11.3 Postnatal consultations

11.3.1 Timing of postnatal consultations

Two postnatal consultations, for the mother and infant, should be offered within the first six weeks after delivery:
– The first within 8 days of delivery, especially for women who delivered at home. For patients who delivered in a health care facility and stayed there for more than 24 hours, the discharge visit for the mother and infant is considered the first postnatal consultation.
– The second visit within four to six weeks of delivery for all patients.

If the infant weighs less than 2000 g, a weekly consultation is recommended for the first month, and then at 6 weeks.

The postnatal consultations are usually done in the maternity services.

11.3.2 For the mother

– Assess vital signs: heart rate, blood pressure, temperature, respiratory rate.

– Assess uterine involution.

– Assess the healing of the incision in cases of caesarean section.

– Examine the vulva and perineum: look for tears, assess the healing of episiotomy or sutured wound, and appearance of vaginal discharge.

– Inquire about urination and intestinal transit. In case of urine leakage, look for potential fistula (Chapter 7, Section 7.2.5).

– Check for breast lesions.

– Look for anaemia. If there is no clinical anaemia, continue iron + folic acid supplementation for 3 months (Chapter 1, Section 1.2.5). In case of anaemia, see Chapter 4, Section 4.1.

– Perform a dipstick urinalysis if there are any symptoms of urinary tract infection and/or fever and/or hypertension.

– Offer HIV counselling and testing if not done during pregnancy or delivery.

– Note the mother-infant interaction, and the mother’s psychological state.

– Provide information on contraception (time until fertility returns, available contraceptive methods, efficacy, benefits, constraints, and adverse effects of each method) and prescribe contraceptive if desired (Section 11.5).

– Administer vitamin A (retinol PO: 200 000 IU as a single dose) if not done at delivery.

– Complete tetanus immunisation if necessary.

– Give information and advice (danger signs, hygiene, breastfeeding, use of insecticide-treated mosquito nets for mother and infant).

11.3.3 For the infant

– Clinical examination:
• height, weight. A term infant should have regained birth weight by Day 10; infants less than 2500 g normally regain their birth weight by Day 14 (unless they have been sick);
• condition of umbilical cord;
• presence/absence of danger signs (Chapter 10, Section 10.3.1);
• if there are signs of anaemia (pallor of conjunctivae, the palms of the hands and soles of the feet), measure haemoglobin.
Normally, the haemoglobin level of infants younger than 2 months and weighing less than 2500 g at birth should not be < 7 g/dl. Refer to neonatal unit if the haemoglobin is < 7 g/dl in a non-sick infant and < 10 g/dl in a sick infant.
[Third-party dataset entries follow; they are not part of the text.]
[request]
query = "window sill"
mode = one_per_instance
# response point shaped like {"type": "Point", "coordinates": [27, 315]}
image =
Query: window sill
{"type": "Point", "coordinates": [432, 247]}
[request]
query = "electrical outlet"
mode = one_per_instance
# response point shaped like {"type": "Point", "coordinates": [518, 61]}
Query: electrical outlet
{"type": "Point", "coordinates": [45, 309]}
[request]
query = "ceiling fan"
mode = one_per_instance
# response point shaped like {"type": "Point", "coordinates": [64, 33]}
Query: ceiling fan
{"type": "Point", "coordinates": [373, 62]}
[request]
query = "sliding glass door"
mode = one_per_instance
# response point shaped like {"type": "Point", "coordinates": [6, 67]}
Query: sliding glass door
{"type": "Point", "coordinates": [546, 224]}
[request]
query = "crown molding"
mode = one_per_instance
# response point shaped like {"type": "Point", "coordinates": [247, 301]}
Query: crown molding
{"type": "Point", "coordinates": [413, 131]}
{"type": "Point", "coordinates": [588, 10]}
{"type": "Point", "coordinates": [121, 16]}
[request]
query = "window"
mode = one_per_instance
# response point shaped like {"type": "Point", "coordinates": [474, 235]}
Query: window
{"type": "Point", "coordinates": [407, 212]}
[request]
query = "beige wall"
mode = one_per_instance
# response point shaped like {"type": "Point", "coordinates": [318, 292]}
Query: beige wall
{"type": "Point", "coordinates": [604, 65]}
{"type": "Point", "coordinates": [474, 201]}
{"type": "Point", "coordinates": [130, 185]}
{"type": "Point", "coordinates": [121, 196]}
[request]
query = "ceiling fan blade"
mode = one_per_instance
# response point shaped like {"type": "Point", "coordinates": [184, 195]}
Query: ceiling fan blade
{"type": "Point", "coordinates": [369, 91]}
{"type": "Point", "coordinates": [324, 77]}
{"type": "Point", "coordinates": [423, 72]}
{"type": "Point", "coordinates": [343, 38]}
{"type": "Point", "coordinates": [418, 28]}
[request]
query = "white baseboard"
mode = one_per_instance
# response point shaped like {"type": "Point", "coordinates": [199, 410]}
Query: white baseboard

– Apply tetracycline eye ointment (up to 8 days after birth) if not done at birth (Chapter 10, Section 10.1.7).

– Administer vitamin K1 if not done at birth (Chapter 10, Section 10.1.7). Catch-up can be done up to age 3 months.

– Feeding: assess breastfeeding (Appendix 3).

– Vaccination:
Normally, vaccinations (Hepatitis B Dose 0, BCG, Polio Dose 0) are given at birth. They are then continued at 6, 10 and 14 weeks (Doses 1, 2 and 3 Polio and the pentavalent vaccine containing Hepatitis B). Follow the recommendations of the Expanded Programme on Immunization.
If the infant did not receive vaccines at birth:
• Hepatitis B: Dose 0 may still be administered, but the later it is given, the less effective it is in preventing mother-to-child transmission.
• Polio and BCG: administer Dose 0 of the Polio vaccine and the BCG vaccine.

11.3.4 Postnatal care card

Register all relevant information on an individual post partum follow-up card (Appendix 6).